Die Publikation der Ausgrabungsergebnisse in Tell Sheikh Hamad, der antiken neuassyrischen Provinzmetropole Dur-Katlimmu

Der spätbronze- und eisenzeitliche Fundort Tell Šēḫ Ḥamad liegt am östlichen Ufer des Habur in Nordostsyrien und konnte durch zahlreiche Keilschriftfunde als das assyrische Provinzzentrum namens Dur-Katlimmu identifiziert werden. Der Ort befand sich etwa 230 km westlich der assyrischen Kulthauptstadt Assur, mit der es über eine Königsstraße durch die Steppe direkt verbunden war.
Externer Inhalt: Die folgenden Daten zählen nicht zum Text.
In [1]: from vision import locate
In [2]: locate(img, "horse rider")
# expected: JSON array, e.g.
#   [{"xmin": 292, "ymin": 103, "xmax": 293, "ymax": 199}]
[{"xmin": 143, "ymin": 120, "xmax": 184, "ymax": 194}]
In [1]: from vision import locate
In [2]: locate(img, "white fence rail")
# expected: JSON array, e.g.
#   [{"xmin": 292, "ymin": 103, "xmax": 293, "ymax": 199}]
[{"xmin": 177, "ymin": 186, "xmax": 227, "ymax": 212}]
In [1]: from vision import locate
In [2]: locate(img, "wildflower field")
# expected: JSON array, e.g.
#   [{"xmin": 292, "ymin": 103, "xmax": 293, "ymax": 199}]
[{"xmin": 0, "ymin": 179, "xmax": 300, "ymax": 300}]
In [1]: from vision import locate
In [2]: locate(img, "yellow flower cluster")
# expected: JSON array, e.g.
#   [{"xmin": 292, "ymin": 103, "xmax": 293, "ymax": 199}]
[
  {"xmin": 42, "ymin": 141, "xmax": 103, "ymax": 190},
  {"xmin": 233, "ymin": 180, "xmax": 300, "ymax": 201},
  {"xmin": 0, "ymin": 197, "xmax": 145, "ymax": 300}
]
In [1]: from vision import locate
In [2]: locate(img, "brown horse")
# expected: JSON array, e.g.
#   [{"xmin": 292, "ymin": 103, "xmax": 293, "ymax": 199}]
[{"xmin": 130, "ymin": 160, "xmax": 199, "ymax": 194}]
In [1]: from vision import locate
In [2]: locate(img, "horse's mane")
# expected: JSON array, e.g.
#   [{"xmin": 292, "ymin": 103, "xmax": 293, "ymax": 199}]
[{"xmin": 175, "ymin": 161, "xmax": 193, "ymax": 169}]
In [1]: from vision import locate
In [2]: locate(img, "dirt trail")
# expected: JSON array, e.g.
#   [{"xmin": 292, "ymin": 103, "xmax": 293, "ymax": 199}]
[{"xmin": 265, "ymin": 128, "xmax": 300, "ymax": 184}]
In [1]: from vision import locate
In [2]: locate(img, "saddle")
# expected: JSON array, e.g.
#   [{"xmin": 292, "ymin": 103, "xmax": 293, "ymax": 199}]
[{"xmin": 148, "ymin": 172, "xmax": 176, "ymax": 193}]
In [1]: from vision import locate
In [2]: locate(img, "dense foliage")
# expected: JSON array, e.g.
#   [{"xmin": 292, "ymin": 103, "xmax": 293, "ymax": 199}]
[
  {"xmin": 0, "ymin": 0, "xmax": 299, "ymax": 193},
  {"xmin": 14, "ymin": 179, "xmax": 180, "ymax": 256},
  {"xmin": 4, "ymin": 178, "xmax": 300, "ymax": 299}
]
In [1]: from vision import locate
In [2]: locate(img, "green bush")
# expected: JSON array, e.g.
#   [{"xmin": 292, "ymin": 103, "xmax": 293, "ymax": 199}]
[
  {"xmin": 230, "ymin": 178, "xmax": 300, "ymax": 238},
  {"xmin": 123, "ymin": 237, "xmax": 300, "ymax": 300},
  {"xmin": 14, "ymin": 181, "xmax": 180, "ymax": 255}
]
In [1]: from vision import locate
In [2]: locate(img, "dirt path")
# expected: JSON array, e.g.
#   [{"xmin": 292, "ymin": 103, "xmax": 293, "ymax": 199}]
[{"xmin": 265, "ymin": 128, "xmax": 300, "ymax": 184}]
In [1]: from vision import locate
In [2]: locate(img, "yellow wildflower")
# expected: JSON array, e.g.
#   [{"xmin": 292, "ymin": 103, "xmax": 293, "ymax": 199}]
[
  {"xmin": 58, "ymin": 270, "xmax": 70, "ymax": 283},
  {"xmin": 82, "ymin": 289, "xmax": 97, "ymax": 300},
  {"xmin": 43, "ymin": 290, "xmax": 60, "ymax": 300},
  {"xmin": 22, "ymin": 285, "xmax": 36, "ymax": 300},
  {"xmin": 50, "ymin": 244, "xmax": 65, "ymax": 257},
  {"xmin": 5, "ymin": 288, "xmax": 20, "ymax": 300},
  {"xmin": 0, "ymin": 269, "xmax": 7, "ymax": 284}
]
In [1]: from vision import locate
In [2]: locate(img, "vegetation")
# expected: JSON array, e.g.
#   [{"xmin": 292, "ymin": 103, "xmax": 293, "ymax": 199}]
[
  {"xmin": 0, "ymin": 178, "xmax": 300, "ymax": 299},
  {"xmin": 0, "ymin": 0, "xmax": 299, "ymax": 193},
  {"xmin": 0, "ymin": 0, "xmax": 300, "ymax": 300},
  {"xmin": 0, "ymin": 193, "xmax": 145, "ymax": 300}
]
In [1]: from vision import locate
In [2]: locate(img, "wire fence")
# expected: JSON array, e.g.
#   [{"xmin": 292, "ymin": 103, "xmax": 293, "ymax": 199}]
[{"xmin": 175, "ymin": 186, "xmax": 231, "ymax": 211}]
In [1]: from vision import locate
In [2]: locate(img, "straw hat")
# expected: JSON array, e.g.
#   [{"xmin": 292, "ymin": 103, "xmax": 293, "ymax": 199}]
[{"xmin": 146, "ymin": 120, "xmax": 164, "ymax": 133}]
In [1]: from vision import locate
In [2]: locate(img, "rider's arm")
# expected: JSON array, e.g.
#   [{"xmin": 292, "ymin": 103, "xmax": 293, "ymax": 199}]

Das assyrische Kerngebiet mit seinen Hauptstädten Assur, Nimrud, Dur-Scharrukin und Ninive liegt am Tigris im Irak, wo seit den 1970er Jahren wegen der instabilen Sicherheitslage und zahlreicher Kriege keine Langzeitausgrabungen stattfinden konnten. Folglich stammen die archäologischen Kenntnisse hauptsächlich aus umfangreichen Altgrabungen, die in der Pionierzeit der archäologischen Erschließung Mesopotamiens vor über 100 Jahren durchgeführt worden sind, aber in Ausgrabungstechnik und Dokumentation nicht die modernen Standards erfüllen.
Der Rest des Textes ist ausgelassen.